Avez-vous conclu des partenariats avec le monde du travail ?
La Caisse primaire d'assurance maladie (CPAM) des Bouches-du Rhône est un partenaire important de notre formation. Nous avons aussi développé des liens forts avec divers secteurs comme le sanitaire et le social ou l'urbanisme avec les collectivités territoriales (région, Conseil général, ville de Marseille et d'Aix en Provence) et des fondations. La prochaine étape qui se met en place est la collaboration avec de grandes entreprises privées.

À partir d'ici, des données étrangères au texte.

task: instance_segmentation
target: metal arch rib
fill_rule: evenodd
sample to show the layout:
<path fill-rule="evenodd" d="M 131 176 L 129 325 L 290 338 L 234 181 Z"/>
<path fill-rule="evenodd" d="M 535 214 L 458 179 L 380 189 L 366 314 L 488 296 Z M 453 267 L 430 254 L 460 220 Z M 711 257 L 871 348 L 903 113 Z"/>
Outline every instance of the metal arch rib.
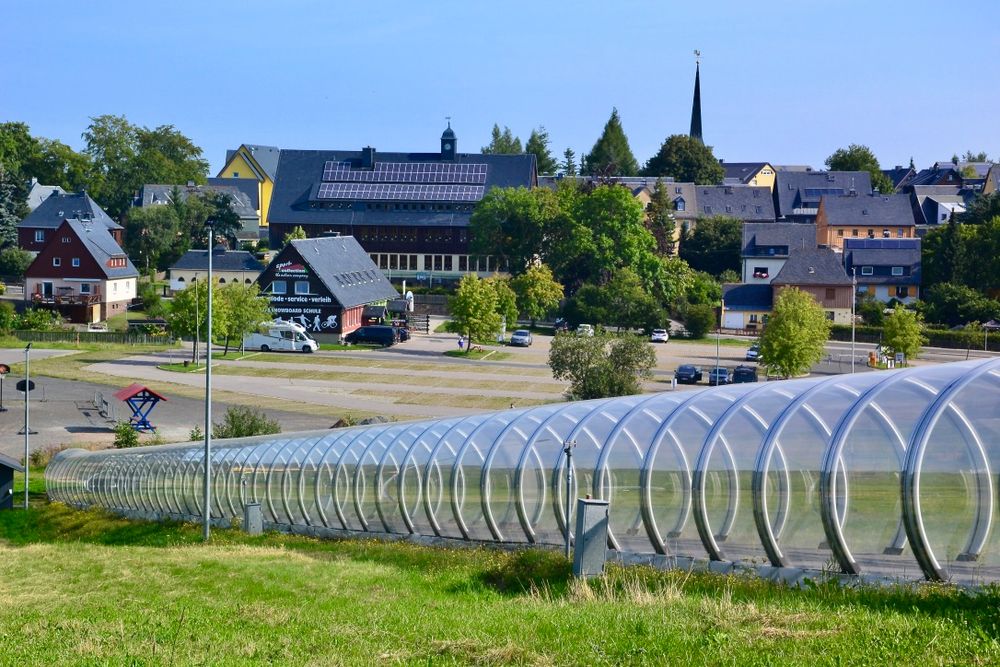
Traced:
<path fill-rule="evenodd" d="M 982 363 L 972 372 L 953 380 L 946 389 L 938 394 L 937 399 L 927 407 L 910 437 L 909 447 L 906 452 L 906 464 L 903 468 L 903 520 L 906 526 L 907 537 L 909 537 L 910 545 L 913 549 L 913 555 L 920 564 L 920 569 L 923 570 L 924 576 L 932 581 L 947 580 L 949 574 L 947 568 L 940 564 L 930 546 L 930 542 L 927 539 L 926 527 L 924 526 L 923 512 L 920 507 L 920 474 L 930 435 L 944 411 L 952 407 L 950 401 L 959 391 L 978 378 L 993 373 L 997 369 L 1000 369 L 1000 359 L 993 359 Z M 989 458 L 975 428 L 973 428 L 972 424 L 969 423 L 961 411 L 956 408 L 953 409 L 958 413 L 960 420 L 969 430 L 969 434 L 976 445 L 974 453 L 979 454 L 980 463 L 983 465 L 983 468 L 976 476 L 978 491 L 976 498 L 976 524 L 970 535 L 969 543 L 966 546 L 966 553 L 970 555 L 974 554 L 978 557 L 979 552 L 989 537 L 993 520 L 994 500 Z M 970 446 L 971 449 L 972 447 Z M 983 505 L 987 506 L 985 512 Z"/>
<path fill-rule="evenodd" d="M 500 431 L 495 438 L 493 438 L 493 444 L 490 445 L 490 449 L 486 453 L 486 457 L 483 460 L 483 471 L 479 476 L 479 502 L 482 505 L 483 518 L 486 520 L 486 527 L 489 529 L 490 535 L 492 535 L 493 539 L 497 542 L 503 542 L 504 536 L 503 532 L 500 530 L 500 526 L 497 525 L 496 518 L 493 516 L 493 507 L 490 505 L 491 495 L 489 488 L 489 474 L 490 470 L 493 468 L 493 459 L 496 458 L 497 448 L 499 447 L 500 442 L 502 442 L 511 431 L 515 431 L 523 436 L 526 443 L 530 436 L 525 431 L 521 431 L 517 424 L 529 415 L 533 415 L 538 412 L 545 412 L 546 410 L 551 409 L 552 408 L 546 406 L 536 406 L 527 410 L 521 410 L 518 416 L 510 420 L 510 423 L 504 426 L 503 430 Z M 558 412 L 558 410 L 556 412 Z M 545 421 L 545 419 L 541 419 L 539 423 L 543 421 Z M 524 445 L 521 445 L 521 450 L 524 450 Z M 520 456 L 518 456 L 517 465 L 520 465 Z M 520 489 L 516 486 L 520 481 L 521 475 L 518 474 L 518 468 L 515 467 L 514 479 L 512 483 L 513 496 L 515 498 L 520 495 Z"/>
<path fill-rule="evenodd" d="M 604 484 L 602 483 L 604 469 L 608 464 L 608 458 L 610 458 L 611 456 L 611 449 L 615 446 L 619 435 L 622 432 L 626 432 L 625 425 L 630 421 L 630 419 L 637 413 L 640 413 L 643 410 L 645 410 L 650 403 L 653 403 L 657 399 L 673 402 L 674 407 L 676 407 L 679 403 L 682 402 L 681 400 L 674 398 L 674 396 L 671 394 L 662 394 L 662 393 L 652 394 L 645 400 L 636 403 L 634 406 L 632 406 L 631 410 L 629 410 L 628 412 L 626 412 L 624 415 L 621 416 L 621 418 L 618 420 L 618 423 L 615 424 L 615 427 L 611 430 L 611 433 L 608 434 L 608 437 L 605 439 L 604 446 L 601 447 L 600 454 L 597 457 L 597 463 L 594 465 L 594 480 L 592 484 L 592 491 L 595 498 L 601 498 L 602 500 L 607 500 L 609 502 L 611 501 L 611 498 L 604 498 Z M 626 434 L 628 435 L 629 440 L 632 442 L 632 445 L 638 450 L 639 449 L 638 443 L 636 443 L 635 440 L 632 438 L 631 433 L 626 432 Z M 643 458 L 643 453 L 641 451 L 639 452 L 639 458 L 640 459 Z M 640 463 L 640 477 L 641 475 L 642 473 L 641 473 L 641 463 Z M 639 494 L 640 517 L 642 516 L 641 506 L 643 501 L 644 501 L 643 494 L 640 493 Z M 610 546 L 612 549 L 616 551 L 621 551 L 621 544 L 619 544 L 618 538 L 615 536 L 613 526 L 611 525 L 610 521 L 608 522 L 608 546 Z"/>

Proposez-vous de la formation continue ?
Oui, nous l'encourageons même. Notre objectif est de favoriser la mixité entre les professionnels et les étudiants. Chacun à des choses à apprendre des autres. Nous nous adressons par exemple à des personnes qui travaillent déjà dans le secteur ou à celles en reconversion professionnelle, en fait, à tous ceux qui rencontrent cette problématique de gestion des âges dans l'exercice de leur activité. A ce titre, nous proposons des validations d'acquis de l'expérience (VAE). Le cursus peut aussi s'inscrire dans le cadre du droit individuel à la formation (Dif). Cette dernière possibilité est importante car elle permet aux candidats de bénéficier d'une participation non négligeable. Ainsi le Dif prend en charge 120 heures de formation sur les 200h que comptent le cursus. Sans ces aides, le coût d'une formation continue est de 3 000 euros contre 450 pour le cursus initial.

Sur quels métiers débouchera ce cursus ?
De nombreux secteurs sont ciblés. Ainsi, un détenteur de ce diplôme pourra aussi bien devenir directeur d'établissement que travailler dans les collectivités locales comme chargé de mission évaluation ou prospective ou directeur de programme antidiscriminations. La formation se veut un prisme d'entrée pour les politiques publiques. Mais elle peut concerner des pharmaciens, des médecins ou des infirmières qui se retrouvent face à des populations qu'ils ne savent plus gérer. Notre but est aussi d'envoyer des jeunes vers des thèses financées afin qu'ils deviennent cadres dans des instances nationales ou des ministères. Le secteur privé est aussi visé, les cabinets d'audits ou des groupes de lobbying et d'assurance pourraient être concernés.